Однако, с другой стороны, такие “внешние” способы удостоверения истинности некоего положения дел как доказательства или чужие свидетельства выполняют вполне определенную проясняющую функцию в ситуации удостоверения – установления очевидностей. Расширяя наш “горизонт” предметной данности, полученный нами извне чужой опыт создает дополнительные возможности для удостоверения в конкретной ситуации. Доказательство показывает нам, как изначально неясное суждение может быть ясным. Опыт Других в отношении интересующего меня предмета может высветить для меня новые его аспекты, которые в моем индивидуальном сознании даже не были представлены: таким образом, интерсубъективно расширяется индивидуальный горизонт представленности данного – того, что требует удостоверения. То есть чужой опыт и наличное объективное знание, имеющее интерсубъективный характер, в ситуации индивидуального удостоверения создают условия для достижения нами желаемой очевидности, каковые условия, разумеется, могут и не быть выполнены в личном опыте. В этом смысле обращение к чужому опыту, к “внешнему” знанию также представляет собой “приближение” предмета, требующего удостоверения – подобное инструментальному приближению.

[163] “Первичные” в порядке “самоориентирования” в мире. Само понимание различия между “здесь” и “там”, как представляется, возможно исключительно на основании этих первичных усмотрений в отношении собственного “местоположения”.

[164] Хотя такое смыслополагание вполне возможно в контексте мистического опыта или какого-либо другого “маргинального” опыта – например, во сне.

[165] Но не обязательно так: достаточно того, что некая часть окружающего мира выделена для меня как место моего актуального присутствия и в этом смысле представляет собой некое единство, определенное в отношении моего местоположения.

[166] Как это делает Гуссерль в работе: Husserl E. Cartesian Meditations. An Introduction to Phenomenology /Trans. by D.Cairns. The Hague^Nijhoff, 1960. Fifth Meditation.

[167] Хотя понятно, что его реакция на мое воздействие будет отлична от реакции просто внешних предметов, не наделенных значением “Другого Я”. Это будет реакция другого тела, другого организма, другой воли, другого разума и т.д., что не может не послужить дополнительным основанием для аналогий и установления подобия.

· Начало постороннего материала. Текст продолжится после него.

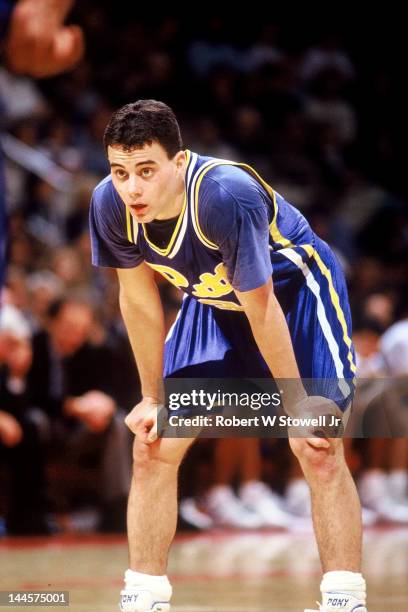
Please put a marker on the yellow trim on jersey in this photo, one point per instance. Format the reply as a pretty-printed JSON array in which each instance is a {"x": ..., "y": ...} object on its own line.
[
  {"x": 273, "y": 226},
  {"x": 336, "y": 303},
  {"x": 165, "y": 252}
]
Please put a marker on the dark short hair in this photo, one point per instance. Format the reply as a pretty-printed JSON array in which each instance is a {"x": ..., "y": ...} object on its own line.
[{"x": 144, "y": 122}]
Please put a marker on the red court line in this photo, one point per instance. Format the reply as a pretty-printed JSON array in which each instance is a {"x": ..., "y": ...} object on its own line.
[
  {"x": 179, "y": 578},
  {"x": 103, "y": 540}
]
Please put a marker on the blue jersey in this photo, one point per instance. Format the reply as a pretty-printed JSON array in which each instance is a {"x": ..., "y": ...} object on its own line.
[{"x": 235, "y": 232}]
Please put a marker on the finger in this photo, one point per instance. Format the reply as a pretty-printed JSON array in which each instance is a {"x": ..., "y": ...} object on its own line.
[{"x": 68, "y": 46}]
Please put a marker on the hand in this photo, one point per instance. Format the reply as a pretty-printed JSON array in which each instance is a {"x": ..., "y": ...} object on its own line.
[
  {"x": 95, "y": 409},
  {"x": 38, "y": 42},
  {"x": 10, "y": 430},
  {"x": 142, "y": 420},
  {"x": 330, "y": 425}
]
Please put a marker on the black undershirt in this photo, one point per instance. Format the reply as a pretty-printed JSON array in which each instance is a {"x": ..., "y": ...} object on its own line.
[{"x": 160, "y": 232}]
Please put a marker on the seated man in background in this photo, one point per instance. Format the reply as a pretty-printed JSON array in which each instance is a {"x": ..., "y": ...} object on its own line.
[
  {"x": 73, "y": 382},
  {"x": 21, "y": 448}
]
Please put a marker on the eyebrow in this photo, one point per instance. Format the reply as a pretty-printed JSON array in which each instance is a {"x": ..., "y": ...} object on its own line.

[168] “Реален” в смысле возможности обнаружения пространственных характеристик предмета – определения его как res extensa.

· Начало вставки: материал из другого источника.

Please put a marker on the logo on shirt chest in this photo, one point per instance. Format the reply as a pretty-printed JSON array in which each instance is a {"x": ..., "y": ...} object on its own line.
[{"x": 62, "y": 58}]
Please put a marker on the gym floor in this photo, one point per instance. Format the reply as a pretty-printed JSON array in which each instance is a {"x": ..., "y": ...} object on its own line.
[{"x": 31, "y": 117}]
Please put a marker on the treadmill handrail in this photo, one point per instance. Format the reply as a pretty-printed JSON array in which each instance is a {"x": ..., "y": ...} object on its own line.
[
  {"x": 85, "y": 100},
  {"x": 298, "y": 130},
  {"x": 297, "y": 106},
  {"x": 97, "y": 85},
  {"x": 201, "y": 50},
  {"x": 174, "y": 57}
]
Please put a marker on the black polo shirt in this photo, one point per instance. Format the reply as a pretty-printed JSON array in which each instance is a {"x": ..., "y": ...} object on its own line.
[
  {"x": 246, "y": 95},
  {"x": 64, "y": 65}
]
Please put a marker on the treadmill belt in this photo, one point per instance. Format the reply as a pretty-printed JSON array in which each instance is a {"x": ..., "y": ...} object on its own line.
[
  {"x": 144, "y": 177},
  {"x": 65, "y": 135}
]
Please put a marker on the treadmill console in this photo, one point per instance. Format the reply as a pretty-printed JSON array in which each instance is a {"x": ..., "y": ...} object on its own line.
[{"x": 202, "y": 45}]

[169] Хотя бы для того, чтобы иметь возможность отделить бытие атомов от бытия микроскопа, чтобы быть уверенным, что само “существование атомов” не есть результат “использования микроскопа”.

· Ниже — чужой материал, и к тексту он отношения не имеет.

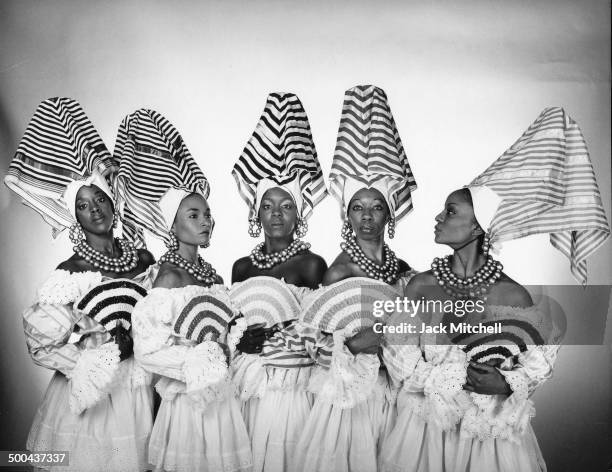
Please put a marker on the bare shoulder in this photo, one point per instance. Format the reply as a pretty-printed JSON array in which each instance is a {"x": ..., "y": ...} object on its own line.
[
  {"x": 403, "y": 266},
  {"x": 241, "y": 268},
  {"x": 145, "y": 257},
  {"x": 169, "y": 277},
  {"x": 72, "y": 264},
  {"x": 508, "y": 292}
]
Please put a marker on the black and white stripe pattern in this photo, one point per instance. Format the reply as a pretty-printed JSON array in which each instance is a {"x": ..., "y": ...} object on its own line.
[
  {"x": 369, "y": 148},
  {"x": 152, "y": 158},
  {"x": 111, "y": 303},
  {"x": 281, "y": 149},
  {"x": 547, "y": 184},
  {"x": 59, "y": 145}
]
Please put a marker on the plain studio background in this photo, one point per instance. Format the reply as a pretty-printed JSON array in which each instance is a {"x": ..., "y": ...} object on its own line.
[{"x": 464, "y": 80}]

[170] Здесь следует отметить, что вообще в отношении удостоверения “реальности” или “иллюзорности” бытия предметов, предварительно осмысленного как “внешнее”, тактильность функционирует как горизонт преимущественно удостоверяющих данных. Сомневаясь в отношении чего-либо, представленного исключительно звуковыми впечатлениями, мы пытаемся обратиться к этому предмету зрительно, чтобы удостовериться в том, что источник звука есть некая “реальность”; однако эта “реальность” может оставаться сомнительной, пока мы не прибегнем к тактильному ее удостоверению. Разумеется, и после этого у нас могут оставаться сомнения в том, не обманывают ли нас все чувства – хотя в обыденной действительности этого, как правило, не происходит – тогда единственное, что нам остается, это либо принять какую-то новую “систему верований”, либо радикально поменять свою “позицию” в отношении того как есть предметы, имеющие для нас значение “внешних” – например, так, как это сделано Э.Гуссерлем в рамках его “феноменологической установки”.

[171] Всякий вообще предмет может быть объектом метапространственного рассмотрения, независимо от его “реальности” в пространственном смысле, но мы здесь говорим именно об идеальных “положениях дел”, которым в окружающем мире не соответствует никакая фактичность “присутствия” (в описанном выше смысле).

[172] Взято в кавычки, поскольку, как мы увидим, то, что так обозначено, не является реально удостоверением, но сама эта ситуация обращения к интерсубъективному опыту задает свой горизонт удостоверения, которое представляет собой не что иное, как новое обращение к личному опыту очевидных усмотрений.